How would one evaluate $$\Phi = \int_{-\infty}^{+\infty} e^{-(ax+bx^2)} dx$$.

I was trying to change it into a product of an error function and a gamma function, but I needed an extra dx. Any other ideas?

## Answers and Replies

Let X = ? such as : ax+bx² = A X² +B

I don't really see how that would work.

I tried setting u=ax, v=bx^2. Then i would use
$$\Gamma(1) = \int_{0}^{\infty} e^{-u}du$$
$${\rm erf}(x) = \int_{-\infty}^{x} e^{-v^2}dv$$
I'm not exactly sure how to use that in
$$\int_{-\infty}^{+\infty} e^{-u} e^{-v^2} du$$
without another differential dv somewhere.

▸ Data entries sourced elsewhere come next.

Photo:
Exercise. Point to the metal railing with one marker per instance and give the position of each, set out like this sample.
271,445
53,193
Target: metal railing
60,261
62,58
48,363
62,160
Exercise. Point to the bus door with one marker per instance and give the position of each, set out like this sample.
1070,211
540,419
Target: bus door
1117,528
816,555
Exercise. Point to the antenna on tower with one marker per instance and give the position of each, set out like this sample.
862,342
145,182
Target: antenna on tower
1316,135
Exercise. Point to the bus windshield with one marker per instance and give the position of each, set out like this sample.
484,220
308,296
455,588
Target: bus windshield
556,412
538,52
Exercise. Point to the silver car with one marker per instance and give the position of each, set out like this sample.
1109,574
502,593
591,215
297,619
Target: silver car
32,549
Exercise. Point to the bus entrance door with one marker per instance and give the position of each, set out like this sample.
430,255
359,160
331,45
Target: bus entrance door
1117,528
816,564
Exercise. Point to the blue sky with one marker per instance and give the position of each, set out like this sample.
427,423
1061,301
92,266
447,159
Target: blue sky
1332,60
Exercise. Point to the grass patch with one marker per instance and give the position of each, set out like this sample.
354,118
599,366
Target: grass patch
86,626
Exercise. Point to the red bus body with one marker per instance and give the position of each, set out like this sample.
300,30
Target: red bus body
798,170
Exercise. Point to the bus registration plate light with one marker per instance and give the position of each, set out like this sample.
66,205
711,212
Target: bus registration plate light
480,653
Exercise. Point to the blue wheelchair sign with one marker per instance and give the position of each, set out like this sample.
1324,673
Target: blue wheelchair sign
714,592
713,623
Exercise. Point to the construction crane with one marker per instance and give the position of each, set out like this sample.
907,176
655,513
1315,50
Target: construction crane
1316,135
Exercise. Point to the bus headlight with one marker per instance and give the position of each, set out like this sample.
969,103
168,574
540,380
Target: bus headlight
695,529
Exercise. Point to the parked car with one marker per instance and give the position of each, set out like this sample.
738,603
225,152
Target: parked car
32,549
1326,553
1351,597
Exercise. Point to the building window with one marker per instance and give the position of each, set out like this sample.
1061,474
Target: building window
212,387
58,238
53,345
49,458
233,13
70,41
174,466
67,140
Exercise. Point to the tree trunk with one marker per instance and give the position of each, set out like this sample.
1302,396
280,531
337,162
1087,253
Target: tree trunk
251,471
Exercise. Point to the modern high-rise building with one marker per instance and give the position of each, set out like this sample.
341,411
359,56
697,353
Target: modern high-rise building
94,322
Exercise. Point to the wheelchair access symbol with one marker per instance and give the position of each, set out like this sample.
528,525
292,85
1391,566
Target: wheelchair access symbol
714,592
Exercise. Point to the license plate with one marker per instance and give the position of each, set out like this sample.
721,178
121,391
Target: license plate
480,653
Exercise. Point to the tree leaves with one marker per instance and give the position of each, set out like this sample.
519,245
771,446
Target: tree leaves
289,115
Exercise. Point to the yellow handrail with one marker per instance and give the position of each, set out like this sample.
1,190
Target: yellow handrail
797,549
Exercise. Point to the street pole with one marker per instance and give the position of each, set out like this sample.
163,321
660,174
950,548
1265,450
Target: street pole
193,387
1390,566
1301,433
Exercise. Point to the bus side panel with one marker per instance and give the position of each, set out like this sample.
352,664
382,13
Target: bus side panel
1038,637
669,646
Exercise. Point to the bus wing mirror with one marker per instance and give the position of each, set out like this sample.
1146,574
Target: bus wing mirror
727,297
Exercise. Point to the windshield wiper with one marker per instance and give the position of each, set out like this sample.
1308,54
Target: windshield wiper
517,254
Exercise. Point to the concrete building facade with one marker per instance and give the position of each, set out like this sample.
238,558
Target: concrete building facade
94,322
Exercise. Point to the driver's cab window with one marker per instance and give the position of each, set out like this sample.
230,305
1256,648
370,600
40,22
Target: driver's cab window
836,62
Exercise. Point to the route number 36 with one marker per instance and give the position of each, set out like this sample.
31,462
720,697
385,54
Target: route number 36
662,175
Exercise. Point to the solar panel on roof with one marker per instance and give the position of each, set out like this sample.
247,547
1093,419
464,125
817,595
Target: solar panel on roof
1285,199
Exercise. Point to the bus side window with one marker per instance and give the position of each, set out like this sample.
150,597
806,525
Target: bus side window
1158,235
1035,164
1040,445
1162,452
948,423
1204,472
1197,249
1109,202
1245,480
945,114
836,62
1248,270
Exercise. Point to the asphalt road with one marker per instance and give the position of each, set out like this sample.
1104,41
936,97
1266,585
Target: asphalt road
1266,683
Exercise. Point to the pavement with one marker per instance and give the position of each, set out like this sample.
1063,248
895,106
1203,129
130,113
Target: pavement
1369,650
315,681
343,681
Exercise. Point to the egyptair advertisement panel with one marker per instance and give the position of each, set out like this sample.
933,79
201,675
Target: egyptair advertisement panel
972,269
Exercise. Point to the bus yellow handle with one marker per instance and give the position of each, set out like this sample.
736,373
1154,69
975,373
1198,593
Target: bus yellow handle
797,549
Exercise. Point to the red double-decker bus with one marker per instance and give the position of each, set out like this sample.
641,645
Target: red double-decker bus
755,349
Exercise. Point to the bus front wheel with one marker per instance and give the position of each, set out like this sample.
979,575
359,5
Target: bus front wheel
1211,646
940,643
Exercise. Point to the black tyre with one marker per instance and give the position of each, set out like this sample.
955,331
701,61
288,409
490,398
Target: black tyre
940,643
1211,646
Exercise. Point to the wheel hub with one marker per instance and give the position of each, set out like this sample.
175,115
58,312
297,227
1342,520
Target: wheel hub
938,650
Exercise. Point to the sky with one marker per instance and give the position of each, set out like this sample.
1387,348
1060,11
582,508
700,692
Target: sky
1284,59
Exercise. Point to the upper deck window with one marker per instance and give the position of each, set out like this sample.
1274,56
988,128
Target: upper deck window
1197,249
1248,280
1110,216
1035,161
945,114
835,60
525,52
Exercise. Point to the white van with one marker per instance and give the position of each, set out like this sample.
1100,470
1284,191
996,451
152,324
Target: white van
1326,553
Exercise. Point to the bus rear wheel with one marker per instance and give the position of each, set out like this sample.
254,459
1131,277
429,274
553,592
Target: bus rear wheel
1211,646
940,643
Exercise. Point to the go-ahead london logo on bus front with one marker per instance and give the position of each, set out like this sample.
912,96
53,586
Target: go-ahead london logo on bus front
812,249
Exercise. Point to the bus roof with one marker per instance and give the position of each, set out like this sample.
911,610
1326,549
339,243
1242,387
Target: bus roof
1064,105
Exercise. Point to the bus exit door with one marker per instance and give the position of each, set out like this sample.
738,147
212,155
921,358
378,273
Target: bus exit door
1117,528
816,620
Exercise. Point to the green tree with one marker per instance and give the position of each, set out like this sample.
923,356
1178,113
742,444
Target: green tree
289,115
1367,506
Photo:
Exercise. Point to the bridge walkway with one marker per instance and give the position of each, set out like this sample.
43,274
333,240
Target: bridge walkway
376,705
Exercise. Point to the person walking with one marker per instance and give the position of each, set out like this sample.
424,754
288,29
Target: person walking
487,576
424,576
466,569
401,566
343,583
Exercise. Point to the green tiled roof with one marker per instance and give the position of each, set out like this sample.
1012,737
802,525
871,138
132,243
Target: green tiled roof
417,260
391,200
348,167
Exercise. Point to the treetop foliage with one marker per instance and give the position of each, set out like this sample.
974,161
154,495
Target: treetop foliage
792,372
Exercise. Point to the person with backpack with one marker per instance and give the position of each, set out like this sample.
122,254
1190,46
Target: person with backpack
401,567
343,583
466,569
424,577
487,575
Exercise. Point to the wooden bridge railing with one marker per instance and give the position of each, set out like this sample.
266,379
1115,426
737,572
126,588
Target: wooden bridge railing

You are not on the right way !
ax+bx² = b(x+(a/2b))² -a²/4b
X= x+(a/2b)
exp(-(ax+bx²)) = exp(a²/4b)*exp(-b X²)
Then integrate exp(-b X²)*dX

How would one evaluate $$\Phi = \int_{-\infty}^{+\infty} e^{-(ax+bx^2)} dx$$.

I was trying to change it into a product of an error function and a gamma function, but I needed an extra dx. Any other ideas?

$$\displaystyle{ \int_{-\infty}^{+\infty} e^{-(ax+bx^2)} dx= \int_{-\infty}^{+\infty} e^{-b\left(x+\frac{a}{2b}\right)^2}e^{\frac{a^2}{4b}} dx=\frac{e^{\frac{a^2}{4b}}}{\sqrt{b}} \int_{-\infty}^{+\infty} e^{-x^2} dx=e^{\frac{a^2}{4b}}\sqrt{\frac{\pi}{b}}\,,\,\,with}$$

(1) first equality: completing the square

(2) second equality: substituting $\displaystyle{\sqrt{b}\left(x+\frac{a}{2b}\right) \to y}$

(3) third equality: using $\displaystyle{\int_{-\infty}^\infty e^{-x^2}dx=\sqrt{\pi}}$

DonAntonio

Ps. Of course, I assume $b>0$